To be brief, this paper, along with similar work by Reynolds, confirms my opinion that the world is in store for a series of oil shocks, not a geological hubbert peak. The reasoning is simple:
1. The US has always maintained a reserve to production ratio of approximately ten. Lower ratios (higher production) damage fields. The US, as one would expect, tried to suck the oil out of the fields as quickly as possible.
2. OPEC countries have maintained much higher reserve production ratios. They've not invested. They've invested what was necessary to get oil moving out of the ground, and then used the income to solve other problems. They're not in the oil business. They're in the social welfare business (and line the pockets of the few business).

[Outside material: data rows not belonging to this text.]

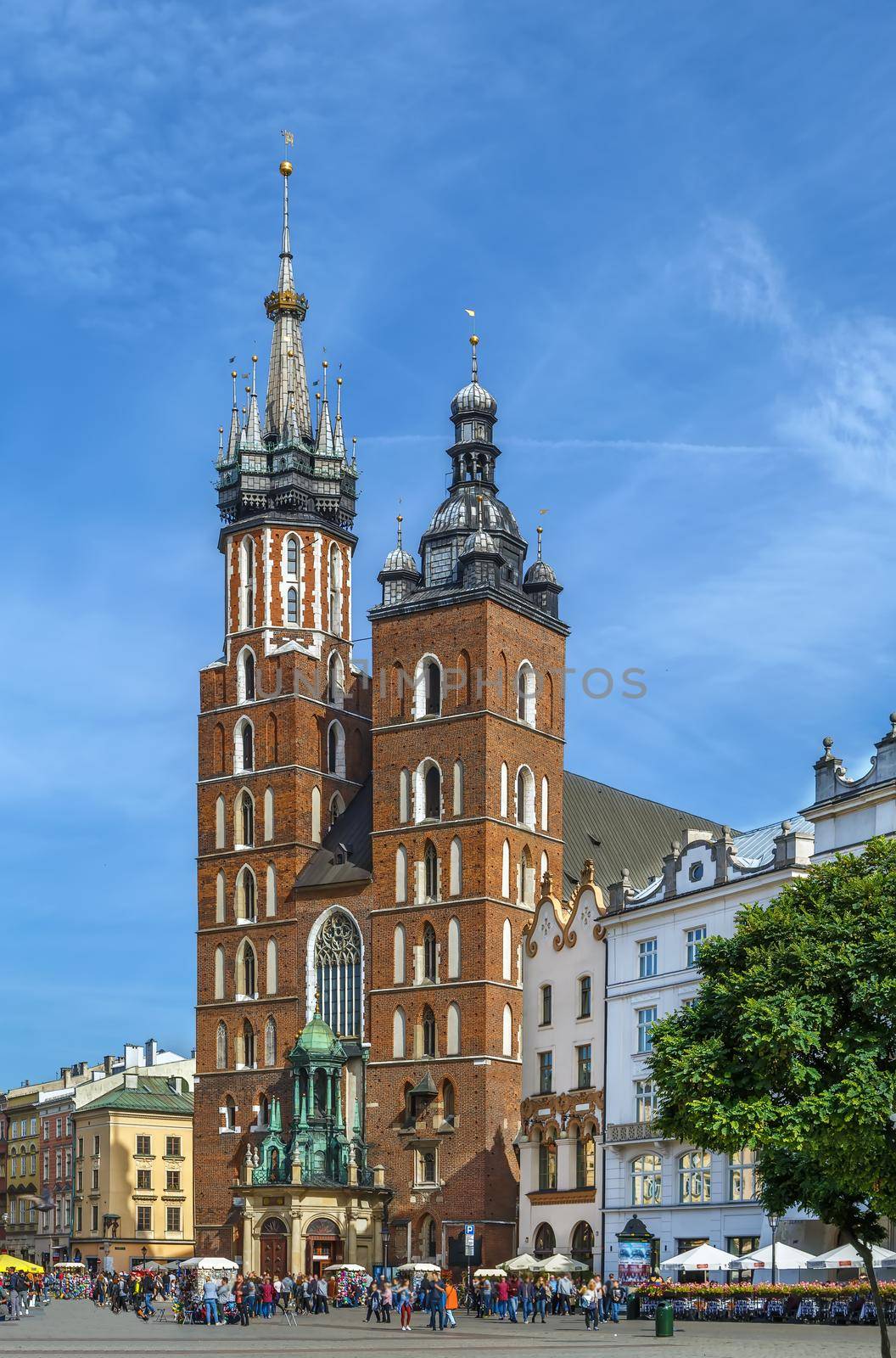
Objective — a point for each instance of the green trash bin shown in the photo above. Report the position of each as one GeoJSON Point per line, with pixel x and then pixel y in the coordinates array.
{"type": "Point", "coordinates": [664, 1321]}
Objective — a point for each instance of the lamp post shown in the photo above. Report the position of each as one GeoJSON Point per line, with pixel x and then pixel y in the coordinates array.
{"type": "Point", "coordinates": [773, 1222]}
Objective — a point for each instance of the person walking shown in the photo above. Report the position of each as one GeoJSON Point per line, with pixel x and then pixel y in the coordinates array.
{"type": "Point", "coordinates": [451, 1304]}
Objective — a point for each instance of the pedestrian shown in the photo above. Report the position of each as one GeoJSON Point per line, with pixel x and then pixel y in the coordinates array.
{"type": "Point", "coordinates": [405, 1310]}
{"type": "Point", "coordinates": [210, 1300]}
{"type": "Point", "coordinates": [451, 1304]}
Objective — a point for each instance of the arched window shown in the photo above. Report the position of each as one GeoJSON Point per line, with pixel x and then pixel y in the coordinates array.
{"type": "Point", "coordinates": [432, 794]}
{"type": "Point", "coordinates": [249, 1046]}
{"type": "Point", "coordinates": [583, 1243]}
{"type": "Point", "coordinates": [507, 1031]}
{"type": "Point", "coordinates": [336, 679]}
{"type": "Point", "coordinates": [431, 873]}
{"type": "Point", "coordinates": [334, 595]}
{"type": "Point", "coordinates": [526, 798]}
{"type": "Point", "coordinates": [526, 884]}
{"type": "Point", "coordinates": [458, 789]}
{"type": "Point", "coordinates": [248, 583]}
{"type": "Point", "coordinates": [246, 676]}
{"type": "Point", "coordinates": [337, 807]}
{"type": "Point", "coordinates": [336, 750]}
{"type": "Point", "coordinates": [246, 900]}
{"type": "Point", "coordinates": [246, 970]}
{"type": "Point", "coordinates": [337, 959]}
{"type": "Point", "coordinates": [428, 1032]}
{"type": "Point", "coordinates": [244, 751]}
{"type": "Point", "coordinates": [400, 875]}
{"type": "Point", "coordinates": [219, 749]}
{"type": "Point", "coordinates": [221, 1047]}
{"type": "Point", "coordinates": [526, 694]}
{"type": "Point", "coordinates": [398, 955]}
{"type": "Point", "coordinates": [507, 951]}
{"type": "Point", "coordinates": [246, 819]}
{"type": "Point", "coordinates": [546, 1165]}
{"type": "Point", "coordinates": [454, 948]}
{"type": "Point", "coordinates": [452, 1035]}
{"type": "Point", "coordinates": [448, 1103]}
{"type": "Point", "coordinates": [428, 1237]}
{"type": "Point", "coordinates": [398, 1035]}
{"type": "Point", "coordinates": [696, 1178]}
{"type": "Point", "coordinates": [271, 1043]}
{"type": "Point", "coordinates": [647, 1181]}
{"type": "Point", "coordinates": [455, 873]}
{"type": "Point", "coordinates": [429, 952]}
{"type": "Point", "coordinates": [428, 689]}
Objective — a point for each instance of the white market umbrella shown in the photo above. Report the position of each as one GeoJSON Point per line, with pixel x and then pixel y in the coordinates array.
{"type": "Point", "coordinates": [522, 1263]}
{"type": "Point", "coordinates": [848, 1256]}
{"type": "Point", "coordinates": [705, 1258]}
{"type": "Point", "coordinates": [208, 1262]}
{"type": "Point", "coordinates": [785, 1258]}
{"type": "Point", "coordinates": [563, 1263]}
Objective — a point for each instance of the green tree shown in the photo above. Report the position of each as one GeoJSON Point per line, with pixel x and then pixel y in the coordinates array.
{"type": "Point", "coordinates": [791, 1049]}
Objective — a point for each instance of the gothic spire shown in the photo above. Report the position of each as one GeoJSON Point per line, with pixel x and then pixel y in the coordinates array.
{"type": "Point", "coordinates": [287, 310]}
{"type": "Point", "coordinates": [325, 431]}
{"type": "Point", "coordinates": [232, 439]}
{"type": "Point", "coordinates": [339, 436]}
{"type": "Point", "coordinates": [253, 436]}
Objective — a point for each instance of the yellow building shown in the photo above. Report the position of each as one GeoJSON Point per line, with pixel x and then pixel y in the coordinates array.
{"type": "Point", "coordinates": [133, 1174]}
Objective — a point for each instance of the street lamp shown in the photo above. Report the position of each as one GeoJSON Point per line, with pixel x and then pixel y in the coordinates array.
{"type": "Point", "coordinates": [774, 1219]}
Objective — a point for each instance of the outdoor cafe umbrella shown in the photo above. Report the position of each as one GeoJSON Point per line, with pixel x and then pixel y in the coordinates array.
{"type": "Point", "coordinates": [785, 1258]}
{"type": "Point", "coordinates": [563, 1263]}
{"type": "Point", "coordinates": [848, 1256]}
{"type": "Point", "coordinates": [703, 1258]}
{"type": "Point", "coordinates": [523, 1263]}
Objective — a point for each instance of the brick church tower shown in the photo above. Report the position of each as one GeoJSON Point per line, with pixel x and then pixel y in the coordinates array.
{"type": "Point", "coordinates": [284, 880]}
{"type": "Point", "coordinates": [468, 659]}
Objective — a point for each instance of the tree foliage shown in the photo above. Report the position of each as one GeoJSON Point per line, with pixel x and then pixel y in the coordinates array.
{"type": "Point", "coordinates": [791, 1046]}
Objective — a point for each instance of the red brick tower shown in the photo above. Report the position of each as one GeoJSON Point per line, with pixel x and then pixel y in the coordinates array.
{"type": "Point", "coordinates": [468, 812]}
{"type": "Point", "coordinates": [284, 751]}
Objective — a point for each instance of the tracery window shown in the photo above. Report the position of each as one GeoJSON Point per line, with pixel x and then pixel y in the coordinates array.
{"type": "Point", "coordinates": [337, 961]}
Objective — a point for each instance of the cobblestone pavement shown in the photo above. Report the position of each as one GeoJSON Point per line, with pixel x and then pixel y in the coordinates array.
{"type": "Point", "coordinates": [79, 1328]}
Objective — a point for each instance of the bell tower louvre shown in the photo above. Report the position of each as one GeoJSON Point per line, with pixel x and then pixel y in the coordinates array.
{"type": "Point", "coordinates": [284, 852]}
{"type": "Point", "coordinates": [468, 655]}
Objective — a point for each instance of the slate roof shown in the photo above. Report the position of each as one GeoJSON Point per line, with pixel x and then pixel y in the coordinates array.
{"type": "Point", "coordinates": [353, 832]}
{"type": "Point", "coordinates": [154, 1093]}
{"type": "Point", "coordinates": [618, 830]}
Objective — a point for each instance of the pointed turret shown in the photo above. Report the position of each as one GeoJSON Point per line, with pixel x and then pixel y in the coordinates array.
{"type": "Point", "coordinates": [253, 436]}
{"type": "Point", "coordinates": [232, 439]}
{"type": "Point", "coordinates": [339, 436]}
{"type": "Point", "coordinates": [323, 445]}
{"type": "Point", "coordinates": [287, 310]}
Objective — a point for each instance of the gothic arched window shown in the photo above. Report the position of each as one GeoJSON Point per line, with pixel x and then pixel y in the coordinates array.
{"type": "Point", "coordinates": [337, 962]}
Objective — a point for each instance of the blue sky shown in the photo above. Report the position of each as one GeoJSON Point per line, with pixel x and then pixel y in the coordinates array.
{"type": "Point", "coordinates": [675, 224]}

3. Hubbert curves as produced by most if not all are not geological in nature, they are geological/economic/political in nature. Using them to predict the future is not very useful.
4. World oil reserves have not been produced at anywhere near the rate that would have been possible if they had been developed as aggressively as those in the US.
5. The practical implication: consumption will soon run into production limits that are NOT GEOLOGICAL CONSTRAINTS but INVESTMENT CONSTRAINTS.
6. This does not imply that we're all in the clear. It means that the world is not producing oil as efficiently and quickly as it could, which will lead to much earlier shocks and much earlier economic dislocation.
In summary, Reynold's thesis is that the world is not producing oil as effectively as it could. That implies that shocks will come sooner than predicted by geological considerations. The shocks will push the restructing process and pain earlier that would occur if the world had produced along a true geological curve.
The work of Campbell et. al., as far as I can tell, does not take any of this into account. There is more investigation to be performed. But it all agrees with my general belief that we are headed for a long muddle.
And here's the problem:
1. It is still a problem. But
2. It may turn out to be more of a long muddle than a long emergency, and
3. We all know it's much easier to sell books called "The Long Emergency" than "The Long Muddle", particularly after that whole Y2K thing turned out to be a farce.
People have to make up their own minds. They can believe in conspiracy theories, determine ways in which the die off will occur, make plans to off people of a particular color or nationality, discuss the tradeoffs of fiat currencies versus fiat gold (the govt can, by fiat, take your gold, so give up on thinking it has stable value).
Or people can come up with practical steps to help the world deal with what very well may be a long muddle. The end of growth at some point. Decline at some point. Dislocation. Etc.
Again, the problem is: The latter takes real work. It's much more fun to mindless speculate in the former.